The homeostatic control of blood pressure hinges upon the delicate balance between prohypertensinogenic and antihypertensinogenic systems. D1-like dopamine receptors [dopamine D1 and D5 receptors (D1Rs and D5Rs, respectively)] and the α1A-adrenergic receptor (α1A-AR) are expressed in the renal proximal tubule and engender opposing effects on Na+ transport, i.e., natriuresis (via D1Rs and D5Rs) or antinatriuresis (via α1A-ARs). We tested the hypothesis that the D1R/D5R regulates the α1A-AR. D1-like dopamine receptors coimmunoprecipitated, colocalized, and cofractionated with α1A-ARs in lipid rafts in immortalized human renal proximal tubule cells. Long-term treatment with the D1R/D5R agonist fenoldopam resulted in decreased D1R and D5R expression but increased α1A-AR abundance in the plasma membrane. Short-term fenoldopam treatment stimulated the translocation of Na+-K+-ATPase from the plasma membrane to the cytosol that was partially reversed by an α1A-AR agonist, which by itself induced Na+-K+-ATPase translocation from the cytosol to the plasma membrane. The α1A-AR-specific agonist A610603 also minimized the ability of fenoldopam to inhibit Na+-K+-ATPase activity.
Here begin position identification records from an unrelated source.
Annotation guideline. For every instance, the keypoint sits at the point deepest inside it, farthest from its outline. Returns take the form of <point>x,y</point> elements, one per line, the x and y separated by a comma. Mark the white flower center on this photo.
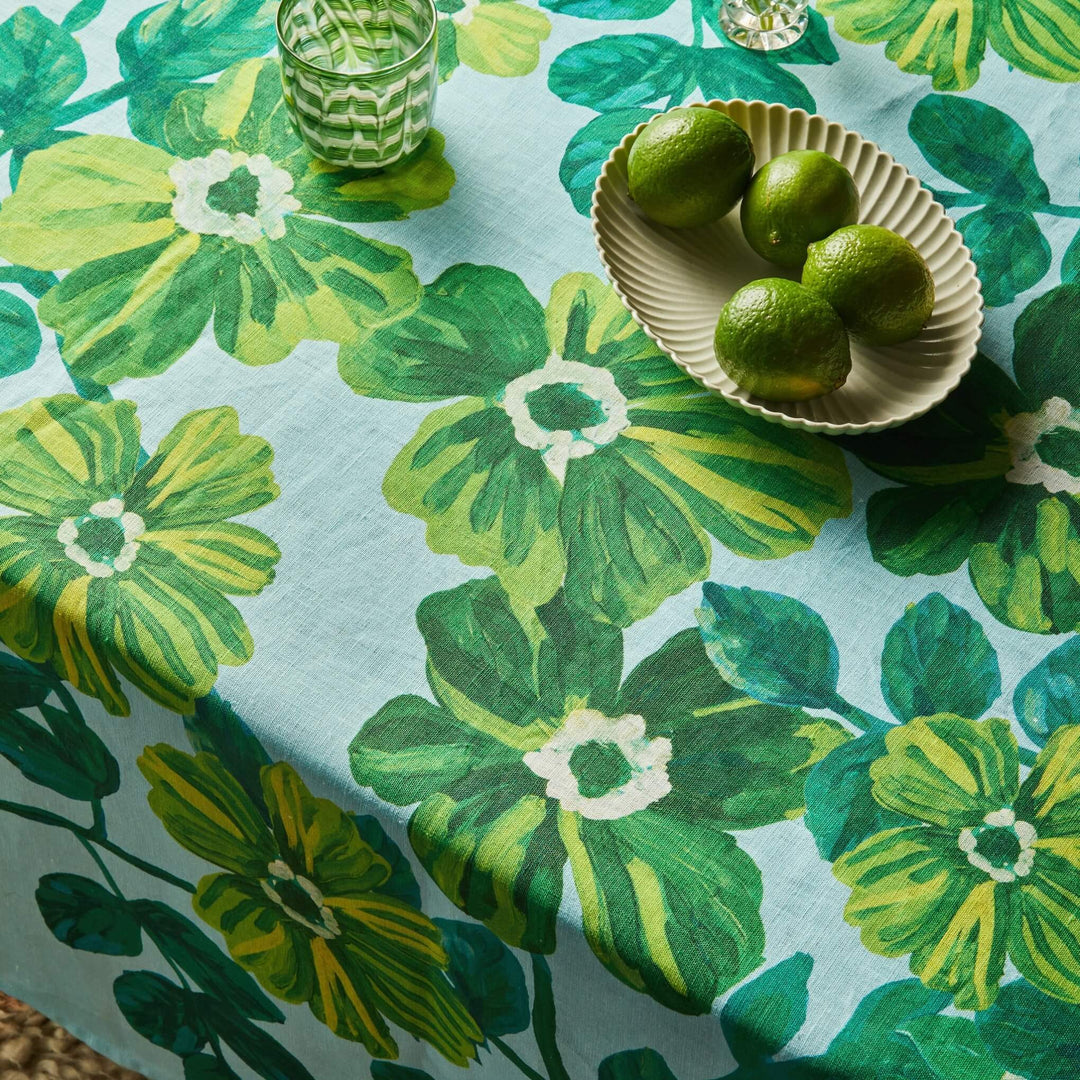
<point>603,768</point>
<point>103,540</point>
<point>464,16</point>
<point>232,194</point>
<point>565,409</point>
<point>1056,427</point>
<point>300,899</point>
<point>1001,847</point>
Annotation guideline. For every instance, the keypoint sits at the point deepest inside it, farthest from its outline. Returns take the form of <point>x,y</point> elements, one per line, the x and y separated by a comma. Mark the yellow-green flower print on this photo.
<point>111,568</point>
<point>946,39</point>
<point>988,868</point>
<point>578,450</point>
<point>227,224</point>
<point>493,37</point>
<point>308,906</point>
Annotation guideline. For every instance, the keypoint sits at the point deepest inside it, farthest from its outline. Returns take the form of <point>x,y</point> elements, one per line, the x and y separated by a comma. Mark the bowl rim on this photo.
<point>775,416</point>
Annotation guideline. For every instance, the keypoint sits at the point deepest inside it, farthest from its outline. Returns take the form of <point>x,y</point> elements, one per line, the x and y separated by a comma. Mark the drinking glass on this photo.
<point>764,24</point>
<point>359,76</point>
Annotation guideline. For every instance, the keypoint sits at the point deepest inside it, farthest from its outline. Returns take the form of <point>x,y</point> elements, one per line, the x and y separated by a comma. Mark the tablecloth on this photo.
<point>409,671</point>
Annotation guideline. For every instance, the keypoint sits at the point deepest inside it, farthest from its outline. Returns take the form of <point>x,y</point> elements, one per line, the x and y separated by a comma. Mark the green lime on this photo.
<point>689,166</point>
<point>878,283</point>
<point>782,342</point>
<point>795,199</point>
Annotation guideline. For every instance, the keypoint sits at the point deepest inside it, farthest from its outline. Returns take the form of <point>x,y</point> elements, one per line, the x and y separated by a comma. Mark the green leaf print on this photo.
<point>936,659</point>
<point>143,230</point>
<point>19,335</point>
<point>619,71</point>
<point>41,65</point>
<point>82,914</point>
<point>948,41</point>
<point>841,810</point>
<point>751,636</point>
<point>953,1048</point>
<point>643,1064</point>
<point>583,454</point>
<point>590,147</point>
<point>181,942</point>
<point>763,1016</point>
<point>1031,1034</point>
<point>487,976</point>
<point>1048,697</point>
<point>161,1011</point>
<point>532,757</point>
<point>979,147</point>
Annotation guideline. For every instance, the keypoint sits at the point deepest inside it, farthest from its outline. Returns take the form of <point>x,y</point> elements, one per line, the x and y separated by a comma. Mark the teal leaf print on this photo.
<point>763,1016</point>
<point>771,647</point>
<point>83,13</point>
<point>608,9</point>
<point>530,732</point>
<point>83,915</point>
<point>19,335</point>
<point>188,39</point>
<point>979,147</point>
<point>1030,1034</point>
<point>206,1067</point>
<point>391,1070</point>
<point>22,685</point>
<point>1048,697</point>
<point>619,71</point>
<point>64,754</point>
<point>644,1064</point>
<point>1044,351</point>
<point>936,659</point>
<point>1009,248</point>
<point>41,65</point>
<point>215,728</point>
<point>258,1051</point>
<point>487,976</point>
<point>161,1011</point>
<point>739,72</point>
<point>590,147</point>
<point>841,810</point>
<point>953,1048</point>
<point>183,943</point>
To determine the interaction among D1Rs, D5Rs, and α1A-ARs in vivo, we used phenylephrine and A610603 to decrease Na+ excretion in several D1-like dopamine receptor knockout mouse strains. Phenylephrine and A61603 treatment resulted in a partial reduction of urinary Na+ excretion in wild-type mice and its abolition in D1R knockout, D5R knockout, and D1R-D5R double-knockout mice. Our results demonstrate the ability of the D1-like dopamine receptors to regulate the expression and activity of α1A-AR. Elucidating the intricacies of the interaction among these receptors is crucial for a better understanding of the crosstalk between anti- and pro-hypertensive systems.